O antropólogo espanhol-mexicano Santiago Genovés estava a voar para a Cidade do México, onde vivia desde os 15 anos, quando chegou ao país como refugiado da Guerra Civil Espanhola.

Tinha embarcado na cidade de Monterrey, após participar numa conferência sobre a história da violência, quando de repente um grupo assumiu o controlo da aeronave, exigindo a libertação de alguns companheiros.

Era bom demais para ser verdade… Imagina a ironia. Eu, um cientista que passou a carreira toda a estudar comportamento violento, acabar dentro de um avião sequestrado”, escreveu depois Genovés, uma das grandes referências mundiais em antropologia física, doutor em antropologia pela Universidade de Cambridge, no Reino Unido, que dava aulas na Universidade Autónoma do México.

O sequestro inspirou o investigador a criar uma situação semelhante, que serviria como laboratório para estudar o comportamento humano.

Casa na água

Com o mar como meio isolante perfeito, o antropólogo encarregou-se de preparar a sua experiência.

“Graças a testes com animais em laboratório sabemos que a agressão pode ser desencadeada colocando diferentes tipos de ratos num espaço limitado. Quero descobrir se acontece o mesmo com os seres humanos.”

O antropólogo mandou construir então um barco de 12 x 7 metros com uma pequena vela. A cabine media 4 x 3,7 metros, com “espaço apenas para o corpo de cada um, deitado. Não dá para ficar em pé“, escreveu na Revista de la Universidad de México, em 1974.

E tanto o chuveiro quanto a sanita ficavam ao ar livre, à vista dos colegas de tripulação.
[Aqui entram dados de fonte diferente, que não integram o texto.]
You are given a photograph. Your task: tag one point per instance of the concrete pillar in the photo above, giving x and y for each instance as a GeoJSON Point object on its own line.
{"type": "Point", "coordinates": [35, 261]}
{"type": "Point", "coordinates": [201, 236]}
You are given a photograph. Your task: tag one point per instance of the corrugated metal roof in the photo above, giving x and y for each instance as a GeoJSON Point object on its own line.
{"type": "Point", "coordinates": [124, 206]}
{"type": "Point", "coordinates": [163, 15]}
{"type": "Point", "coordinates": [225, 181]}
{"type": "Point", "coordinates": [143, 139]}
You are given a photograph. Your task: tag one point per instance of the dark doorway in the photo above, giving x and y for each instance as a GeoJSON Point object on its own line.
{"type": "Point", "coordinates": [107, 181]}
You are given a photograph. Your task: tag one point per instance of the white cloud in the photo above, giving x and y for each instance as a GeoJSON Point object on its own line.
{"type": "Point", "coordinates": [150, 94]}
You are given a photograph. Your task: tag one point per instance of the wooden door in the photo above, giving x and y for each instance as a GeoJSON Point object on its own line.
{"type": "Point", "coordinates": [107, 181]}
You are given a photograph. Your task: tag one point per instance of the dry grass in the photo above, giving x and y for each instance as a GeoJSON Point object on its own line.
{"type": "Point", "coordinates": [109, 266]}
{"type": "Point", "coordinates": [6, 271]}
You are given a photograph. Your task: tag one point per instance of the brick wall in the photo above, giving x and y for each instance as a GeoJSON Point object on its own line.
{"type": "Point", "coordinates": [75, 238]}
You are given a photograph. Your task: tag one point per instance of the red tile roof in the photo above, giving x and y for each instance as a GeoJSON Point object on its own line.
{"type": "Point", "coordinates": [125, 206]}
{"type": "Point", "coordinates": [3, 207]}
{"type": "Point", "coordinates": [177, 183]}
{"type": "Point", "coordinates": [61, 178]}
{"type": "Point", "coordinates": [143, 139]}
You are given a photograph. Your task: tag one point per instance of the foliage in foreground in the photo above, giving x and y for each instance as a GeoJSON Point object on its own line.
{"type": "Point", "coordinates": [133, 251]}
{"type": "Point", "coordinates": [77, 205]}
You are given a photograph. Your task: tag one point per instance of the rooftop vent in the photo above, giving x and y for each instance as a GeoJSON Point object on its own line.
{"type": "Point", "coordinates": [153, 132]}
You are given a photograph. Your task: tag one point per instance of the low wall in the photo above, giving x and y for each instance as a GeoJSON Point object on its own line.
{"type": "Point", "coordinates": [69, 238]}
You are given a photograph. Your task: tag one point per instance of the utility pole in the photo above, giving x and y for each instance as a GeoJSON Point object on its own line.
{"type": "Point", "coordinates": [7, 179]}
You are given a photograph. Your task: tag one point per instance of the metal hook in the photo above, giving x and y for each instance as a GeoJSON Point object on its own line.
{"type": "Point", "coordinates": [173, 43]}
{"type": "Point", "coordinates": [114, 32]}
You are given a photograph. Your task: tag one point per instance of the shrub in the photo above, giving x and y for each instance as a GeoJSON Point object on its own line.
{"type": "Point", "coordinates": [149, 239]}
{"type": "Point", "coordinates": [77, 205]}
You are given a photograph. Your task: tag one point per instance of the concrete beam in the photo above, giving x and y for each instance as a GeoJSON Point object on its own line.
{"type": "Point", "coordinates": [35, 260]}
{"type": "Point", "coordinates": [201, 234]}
Ele apelidou a jangada de Acali, que na língua náuatle significa “casa na água”.

Nela, embarcariam 10 pessoas para fazer uma viagem que duraria 101 dias, sem motor, eletricidade, tampouco “barcos a acompanhar, ou possibilidade de recuar”.

“Dez bravos desconhecidos”

Para encontrar voluntários, Genovés publicou um anúncio em vários jornais internacionais – centenas de pessoas responderam.
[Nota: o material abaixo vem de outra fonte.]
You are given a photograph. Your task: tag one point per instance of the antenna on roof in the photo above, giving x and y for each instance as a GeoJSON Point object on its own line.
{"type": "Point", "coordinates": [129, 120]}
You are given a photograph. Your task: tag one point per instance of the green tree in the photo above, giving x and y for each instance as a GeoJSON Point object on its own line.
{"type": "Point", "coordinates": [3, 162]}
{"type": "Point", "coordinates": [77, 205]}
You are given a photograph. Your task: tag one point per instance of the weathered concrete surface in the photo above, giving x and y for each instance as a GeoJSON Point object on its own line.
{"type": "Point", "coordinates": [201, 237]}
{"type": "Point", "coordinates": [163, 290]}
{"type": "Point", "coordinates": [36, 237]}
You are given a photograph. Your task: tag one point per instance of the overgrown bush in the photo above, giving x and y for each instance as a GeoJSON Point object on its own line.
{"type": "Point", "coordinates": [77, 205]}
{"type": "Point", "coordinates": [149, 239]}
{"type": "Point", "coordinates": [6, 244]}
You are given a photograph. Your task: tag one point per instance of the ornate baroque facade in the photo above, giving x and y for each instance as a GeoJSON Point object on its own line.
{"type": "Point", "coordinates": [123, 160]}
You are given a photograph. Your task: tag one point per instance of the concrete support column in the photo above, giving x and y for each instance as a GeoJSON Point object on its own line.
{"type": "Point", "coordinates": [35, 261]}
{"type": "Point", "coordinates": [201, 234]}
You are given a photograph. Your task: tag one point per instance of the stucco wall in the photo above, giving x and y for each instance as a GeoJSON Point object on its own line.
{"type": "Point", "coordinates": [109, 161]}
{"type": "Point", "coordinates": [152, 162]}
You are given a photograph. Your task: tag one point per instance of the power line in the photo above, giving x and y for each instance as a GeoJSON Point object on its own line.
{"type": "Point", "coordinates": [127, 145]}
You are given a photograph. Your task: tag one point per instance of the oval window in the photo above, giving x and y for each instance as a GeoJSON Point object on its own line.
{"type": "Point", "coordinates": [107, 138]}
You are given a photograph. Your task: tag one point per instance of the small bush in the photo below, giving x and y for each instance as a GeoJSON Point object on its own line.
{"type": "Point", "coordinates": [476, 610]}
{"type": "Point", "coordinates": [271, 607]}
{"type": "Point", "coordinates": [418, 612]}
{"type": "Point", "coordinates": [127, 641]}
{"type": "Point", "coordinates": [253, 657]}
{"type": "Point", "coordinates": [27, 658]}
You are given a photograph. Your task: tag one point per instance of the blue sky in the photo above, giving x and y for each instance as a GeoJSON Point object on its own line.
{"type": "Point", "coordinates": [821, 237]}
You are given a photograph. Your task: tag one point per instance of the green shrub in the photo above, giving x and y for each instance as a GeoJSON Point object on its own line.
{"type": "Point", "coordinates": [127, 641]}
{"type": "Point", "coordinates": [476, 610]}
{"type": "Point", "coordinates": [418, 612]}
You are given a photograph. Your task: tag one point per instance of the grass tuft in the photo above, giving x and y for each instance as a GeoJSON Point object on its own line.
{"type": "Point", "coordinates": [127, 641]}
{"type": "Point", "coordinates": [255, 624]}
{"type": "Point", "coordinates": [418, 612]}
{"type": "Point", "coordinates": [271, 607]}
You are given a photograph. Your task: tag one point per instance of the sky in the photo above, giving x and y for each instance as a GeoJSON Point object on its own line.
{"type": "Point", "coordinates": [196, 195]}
Escolheu quatro homens e seis mulheres – sendo apenas quatro deles solteiros e quase todos com filhos, de diferentes nacionalidades, religiões e contextos sociais, selecionados “para criar tensões no grupo“.

Entre eles, estava a capitã: a sueca Maria Björnstam, solteira, de 30 anos, a quem Genovés convidou para ser “a primeira mulher do mundo a ser nomeada capitão de uma embarcação”.

Não foi a única mulher a quem ele designou uma função dominante. Genovés decidiu dar papéis importantes a todas elas, deixando para os homens tarefas insignificantes.

“Pergunto-me se dar poder às mulheres levará a menos violência. Ou se haverá mais”, escreveu.

A 13 de maio de 1973, a jangada Acali saiu de Las Palmas, nas Ilhas Canárias, sendo lançada em alto mar como uma ilha a flutuar preguiçosamente em direção ao seu destino: a ilha mexicana de Cozumel.

Sexo dentro e fora

Junto com Acali também zarpou a imaginação da opinião pública, instigada pela imprensa.

Apesar de não contar com as câmeras que anos depois mostrariam todos os detalhes de situações semelhantes em reality shows, os meios de comunicação aproveitaram para criar histórias mirabolantes baseadas nos poucos minutos de contacto de rádio com a embarcação.

Os jornais estampavam manchetes como “As orgias na jangada do amor” ou “O segredo da jangada do amor” – que falava sobre um suposto código secreto de rádio, para o caso de haver alguma emergência na “jangada da paixão”. Foram publicados artigos dedicados, inclusive, ao facto de a capitã usar biquíni, o que fez com que o projeto de Genovés começasse a ser conhecido como “a jangada do sexo”.

E, embora a realidade a bordo não fosse como os jornais pintavam, as relações sexuais estavam muito presentes no menu de experiências preparado pelo antropólogo.

“Estudos científicos com macacos mostraram que existe uma conexão entre violência e sexualidade, onde a maioria dos conflitos entre machos é consequência da disponibilidade de fêmeas que estão a ovular.”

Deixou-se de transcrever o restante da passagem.